Jan 14, 2013, 06:44 IST | Vivek Sabnis

The civic body's main building will be featured as the Mantralaya in an upcoming film

The headquarters of the city’s civic body will soon become the power hub of the state, albeit on the big screen. The PMC’s main building will be featured as the Mantralaya in an upcoming film ‘Aajcha Divas Majha’.

In the film, actor Sachin Khedekar — who essays the character of the Chief Minister of the state — is shown in porch of the building and also at the lobby near Mayor’s office and Standing Committee Hall.

File Pic

Chandrakant Kulkarni, the film’s director, said, “While there is no similarity between the two structures, we have shown the PMC Main building as Mantralaya in the film.”

“We shot the scenes during the weekends and after the working hours.
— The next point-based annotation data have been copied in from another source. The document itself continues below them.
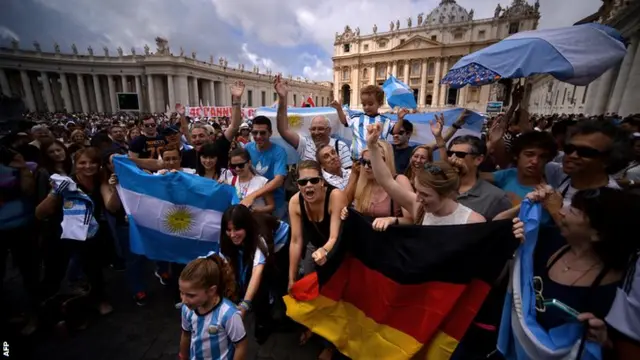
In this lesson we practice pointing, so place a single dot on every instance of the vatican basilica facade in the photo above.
(419, 51)
(90, 81)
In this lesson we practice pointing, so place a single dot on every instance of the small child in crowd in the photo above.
(371, 97)
(212, 327)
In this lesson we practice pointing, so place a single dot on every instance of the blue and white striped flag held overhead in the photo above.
(520, 336)
(398, 93)
(175, 217)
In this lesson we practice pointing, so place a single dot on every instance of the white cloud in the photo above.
(317, 69)
(6, 33)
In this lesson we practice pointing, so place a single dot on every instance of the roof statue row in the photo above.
(162, 49)
(448, 12)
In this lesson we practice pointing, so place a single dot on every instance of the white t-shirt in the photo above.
(246, 188)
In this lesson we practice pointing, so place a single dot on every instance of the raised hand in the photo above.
(437, 125)
(373, 134)
(237, 89)
(402, 113)
(281, 87)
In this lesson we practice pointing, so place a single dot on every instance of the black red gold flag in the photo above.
(404, 291)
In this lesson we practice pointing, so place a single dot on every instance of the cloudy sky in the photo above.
(290, 36)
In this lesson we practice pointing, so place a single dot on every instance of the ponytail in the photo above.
(227, 284)
(212, 270)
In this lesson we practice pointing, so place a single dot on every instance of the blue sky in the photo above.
(289, 36)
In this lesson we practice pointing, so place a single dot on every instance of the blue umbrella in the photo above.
(398, 93)
(576, 55)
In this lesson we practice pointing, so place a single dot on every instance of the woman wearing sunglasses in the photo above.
(434, 202)
(246, 181)
(315, 224)
(583, 267)
(371, 199)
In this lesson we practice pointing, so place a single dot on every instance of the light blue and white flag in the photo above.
(300, 121)
(175, 217)
(520, 336)
(398, 93)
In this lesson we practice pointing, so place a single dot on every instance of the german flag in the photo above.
(409, 291)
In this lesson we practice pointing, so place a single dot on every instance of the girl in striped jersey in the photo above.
(212, 327)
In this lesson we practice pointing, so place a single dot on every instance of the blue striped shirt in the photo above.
(214, 334)
(358, 123)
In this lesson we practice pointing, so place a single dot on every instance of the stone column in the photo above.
(422, 94)
(372, 76)
(355, 86)
(139, 91)
(98, 91)
(436, 84)
(212, 94)
(84, 103)
(631, 97)
(4, 84)
(462, 96)
(195, 91)
(125, 87)
(171, 92)
(182, 90)
(28, 92)
(112, 93)
(443, 88)
(151, 94)
(604, 90)
(592, 93)
(406, 72)
(56, 90)
(48, 96)
(623, 76)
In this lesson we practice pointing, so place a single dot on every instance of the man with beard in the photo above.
(146, 145)
(118, 136)
(320, 130)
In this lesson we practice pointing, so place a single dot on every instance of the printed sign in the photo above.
(218, 111)
(494, 106)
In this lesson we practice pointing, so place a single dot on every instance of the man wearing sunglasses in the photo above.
(146, 145)
(594, 150)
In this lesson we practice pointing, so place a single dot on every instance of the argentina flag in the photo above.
(174, 217)
(521, 337)
(398, 94)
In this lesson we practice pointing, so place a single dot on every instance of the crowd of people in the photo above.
(585, 171)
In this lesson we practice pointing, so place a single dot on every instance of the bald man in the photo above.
(320, 130)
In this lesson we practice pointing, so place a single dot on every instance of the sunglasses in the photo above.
(434, 170)
(583, 151)
(238, 166)
(458, 154)
(304, 182)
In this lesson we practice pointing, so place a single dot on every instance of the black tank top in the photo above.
(316, 233)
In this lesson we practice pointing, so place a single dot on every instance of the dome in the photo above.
(447, 12)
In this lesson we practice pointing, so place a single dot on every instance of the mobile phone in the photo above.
(572, 314)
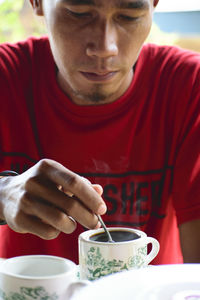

Most of the film was shot during the night, as we had to show the CM and other senior officials working together till late nights to attend to several problems faced by the people,” Kulkarni informed.

Permission granted
Mayor Vaishali Bankar has given the permission to shoot the film in the building premises. “The filmmakers had come to me last year, and I, on certain conditions, gave them the permission to shoot in the main building complex,” said Bankar, adding that she’s eager to see how the PMC building looks in the film.” 

Historical structure
The construction of the PMC headquarters started in 1953, and was completed in 1956. Designed and constructed by city-based builder B G Shirke, the building’s foundation stone was laid down by then President of India Dr S Radhakrishnan. “The initial budget to construct of the magnificent building was Rs 2 crore,” informed Dr MP Mangudkar, who has written the history of PMC. “Political stalwarts like former Maharashtra chief minister YB Chavan and the first prime minister of the country Pandit Jawaharlal Nehru has visited the General Body Meeting Hall of the civic body in 1959 and 1960 respectively. Even former PM Indira Gandhi too was felicitated in the house in 1969. It’s good to see that the film fraternity too has fallen in love with this marvellous structure,” Mangudkar said.